Hi,
We're running into problems with the machine running out of memory with this single query process consuming over 100GB resident memory before the machine exhausts swap and the Linux OOM handling eventually kills it. The query plan from explain comes to 186 rows, which assuming that each row requires the full work_mem (which should be a significant overestimate of the number operations and size) is < 50GB and we're observing substantially more then that. Is it reasonable to expect that a query will take ~ < work_mem * # of operations, or are there other factors in play?
The plan looks reasonable (though there are some odd right join uses, see below) and the row estimates look pretty accurate with the exception that one of the CTE queries is under-estimated row count wise by a little over 2 orders of magnitude (260k vs. 86 million rows).
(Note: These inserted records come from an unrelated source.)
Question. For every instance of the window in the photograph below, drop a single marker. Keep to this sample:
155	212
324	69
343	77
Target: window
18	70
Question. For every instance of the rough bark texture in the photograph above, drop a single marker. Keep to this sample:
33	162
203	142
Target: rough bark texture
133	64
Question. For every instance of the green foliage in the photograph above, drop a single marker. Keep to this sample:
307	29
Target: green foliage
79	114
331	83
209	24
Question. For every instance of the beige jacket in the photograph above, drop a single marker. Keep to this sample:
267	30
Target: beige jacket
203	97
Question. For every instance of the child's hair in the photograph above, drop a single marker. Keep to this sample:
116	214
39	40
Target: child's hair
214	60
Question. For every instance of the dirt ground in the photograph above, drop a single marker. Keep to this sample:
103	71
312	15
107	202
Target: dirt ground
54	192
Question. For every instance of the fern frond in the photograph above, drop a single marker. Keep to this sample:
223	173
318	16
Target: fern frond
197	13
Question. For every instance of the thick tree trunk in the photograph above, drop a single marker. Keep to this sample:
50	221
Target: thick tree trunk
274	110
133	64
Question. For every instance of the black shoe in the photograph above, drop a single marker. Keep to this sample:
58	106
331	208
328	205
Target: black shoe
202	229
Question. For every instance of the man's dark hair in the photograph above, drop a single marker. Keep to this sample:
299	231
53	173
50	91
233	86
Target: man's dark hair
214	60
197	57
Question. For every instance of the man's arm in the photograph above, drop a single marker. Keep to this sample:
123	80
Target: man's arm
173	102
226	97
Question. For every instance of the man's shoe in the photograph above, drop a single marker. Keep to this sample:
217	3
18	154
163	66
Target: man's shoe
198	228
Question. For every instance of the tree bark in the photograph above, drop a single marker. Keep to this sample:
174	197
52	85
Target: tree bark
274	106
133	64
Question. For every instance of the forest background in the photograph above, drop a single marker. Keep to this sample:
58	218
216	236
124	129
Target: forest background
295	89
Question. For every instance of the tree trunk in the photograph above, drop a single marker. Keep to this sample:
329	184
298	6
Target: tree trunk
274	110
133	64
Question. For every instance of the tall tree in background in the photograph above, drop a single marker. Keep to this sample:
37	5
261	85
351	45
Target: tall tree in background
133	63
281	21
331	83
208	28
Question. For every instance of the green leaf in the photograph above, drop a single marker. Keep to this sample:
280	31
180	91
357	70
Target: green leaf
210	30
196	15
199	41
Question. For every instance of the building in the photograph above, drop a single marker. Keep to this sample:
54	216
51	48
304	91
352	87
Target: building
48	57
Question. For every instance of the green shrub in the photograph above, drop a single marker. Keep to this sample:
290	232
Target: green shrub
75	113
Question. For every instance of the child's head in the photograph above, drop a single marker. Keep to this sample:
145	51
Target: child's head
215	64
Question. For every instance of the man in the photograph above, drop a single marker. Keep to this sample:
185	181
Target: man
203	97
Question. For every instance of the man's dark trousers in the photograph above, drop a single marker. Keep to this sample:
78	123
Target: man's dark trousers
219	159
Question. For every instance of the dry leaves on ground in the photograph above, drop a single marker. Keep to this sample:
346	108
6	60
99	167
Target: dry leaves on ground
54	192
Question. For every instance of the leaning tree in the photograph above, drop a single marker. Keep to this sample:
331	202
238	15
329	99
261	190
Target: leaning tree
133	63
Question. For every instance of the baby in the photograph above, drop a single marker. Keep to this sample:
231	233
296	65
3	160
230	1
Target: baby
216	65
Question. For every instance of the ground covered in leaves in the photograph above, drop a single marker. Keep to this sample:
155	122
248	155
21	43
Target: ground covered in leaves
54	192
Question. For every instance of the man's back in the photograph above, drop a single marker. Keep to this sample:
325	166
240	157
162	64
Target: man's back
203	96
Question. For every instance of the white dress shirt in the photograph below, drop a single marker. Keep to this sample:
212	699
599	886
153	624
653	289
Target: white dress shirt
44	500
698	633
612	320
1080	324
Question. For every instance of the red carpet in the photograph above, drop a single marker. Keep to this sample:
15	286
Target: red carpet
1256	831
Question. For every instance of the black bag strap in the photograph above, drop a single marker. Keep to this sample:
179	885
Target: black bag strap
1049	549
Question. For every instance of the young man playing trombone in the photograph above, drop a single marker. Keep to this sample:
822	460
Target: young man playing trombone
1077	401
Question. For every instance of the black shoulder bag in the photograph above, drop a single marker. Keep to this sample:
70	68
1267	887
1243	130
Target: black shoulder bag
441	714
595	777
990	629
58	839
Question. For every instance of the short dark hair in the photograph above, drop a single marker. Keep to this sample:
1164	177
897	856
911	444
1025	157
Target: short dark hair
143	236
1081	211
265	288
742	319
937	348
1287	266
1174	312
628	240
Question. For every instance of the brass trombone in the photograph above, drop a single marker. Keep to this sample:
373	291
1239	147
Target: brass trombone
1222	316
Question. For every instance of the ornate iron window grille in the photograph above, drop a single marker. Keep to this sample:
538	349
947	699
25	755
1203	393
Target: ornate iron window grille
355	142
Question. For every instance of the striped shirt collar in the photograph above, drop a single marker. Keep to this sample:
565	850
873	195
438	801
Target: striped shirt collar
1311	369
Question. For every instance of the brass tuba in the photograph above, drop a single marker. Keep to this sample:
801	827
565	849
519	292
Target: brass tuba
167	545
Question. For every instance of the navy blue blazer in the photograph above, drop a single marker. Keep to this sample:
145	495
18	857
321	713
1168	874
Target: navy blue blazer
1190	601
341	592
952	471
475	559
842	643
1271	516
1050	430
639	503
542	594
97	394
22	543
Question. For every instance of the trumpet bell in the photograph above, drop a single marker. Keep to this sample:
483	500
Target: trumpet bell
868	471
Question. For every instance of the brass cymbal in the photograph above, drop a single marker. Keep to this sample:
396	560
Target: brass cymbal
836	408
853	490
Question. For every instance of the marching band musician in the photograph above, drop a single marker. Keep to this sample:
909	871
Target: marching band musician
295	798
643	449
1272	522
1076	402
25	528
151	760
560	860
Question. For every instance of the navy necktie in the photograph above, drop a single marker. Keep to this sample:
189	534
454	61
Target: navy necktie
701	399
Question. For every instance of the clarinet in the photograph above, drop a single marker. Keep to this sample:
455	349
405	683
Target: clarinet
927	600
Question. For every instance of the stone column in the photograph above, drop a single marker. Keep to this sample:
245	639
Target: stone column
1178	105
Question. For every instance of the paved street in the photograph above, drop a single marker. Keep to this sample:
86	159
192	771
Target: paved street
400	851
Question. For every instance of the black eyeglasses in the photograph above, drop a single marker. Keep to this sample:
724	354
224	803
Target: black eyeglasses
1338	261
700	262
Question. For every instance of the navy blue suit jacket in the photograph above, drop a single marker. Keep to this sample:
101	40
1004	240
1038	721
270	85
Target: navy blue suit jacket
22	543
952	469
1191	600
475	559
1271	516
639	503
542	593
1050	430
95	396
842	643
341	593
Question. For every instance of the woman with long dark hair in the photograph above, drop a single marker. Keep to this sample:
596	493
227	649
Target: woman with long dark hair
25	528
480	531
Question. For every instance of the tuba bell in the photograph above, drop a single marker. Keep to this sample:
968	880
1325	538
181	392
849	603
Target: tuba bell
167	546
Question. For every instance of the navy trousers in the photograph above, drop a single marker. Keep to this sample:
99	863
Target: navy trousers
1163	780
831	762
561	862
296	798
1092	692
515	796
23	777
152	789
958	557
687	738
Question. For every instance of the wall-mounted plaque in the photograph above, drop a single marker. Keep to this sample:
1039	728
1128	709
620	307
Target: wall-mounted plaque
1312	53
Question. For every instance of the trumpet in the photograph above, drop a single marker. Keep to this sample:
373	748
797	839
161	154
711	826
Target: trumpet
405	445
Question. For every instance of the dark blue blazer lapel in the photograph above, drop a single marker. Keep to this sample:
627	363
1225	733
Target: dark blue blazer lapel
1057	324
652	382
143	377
That query does a group by (plans as a sort then group aggregate, there are no hash aggregates in the plan which is something that might increase memory) and the group part miss-estimates the final number of rows for that CTE. Unlike the other CTEs when it's merged joined into the main query there's no materialize line in the plan (no idea if that's relevant).
As to the right join (used for a few of the joins, most are left join or merge):
-> Hash Right Join (cost=225541299.19..237399743.38 rows=86681834 width=1108)
Hash Cond: (xxx.xxx = yyy.yyy)
-> Seq Scan on xxx (cost=0.00..6188.18 rows=9941 width=20)
Filter: (mode = 'live'::text)
-> Hash (cost=212606744.27..212606744.27 rows=86681834 width=1096)
....
I'm not sure if I'm reading it right, but it looks like it's hashing the 86 million row set and scanning over the 10k row set which seems to me like the opposite of what you'd want to do, but I haven't seen a lot of hash right joins in plans and I'm not sure if that's how it works.
Tim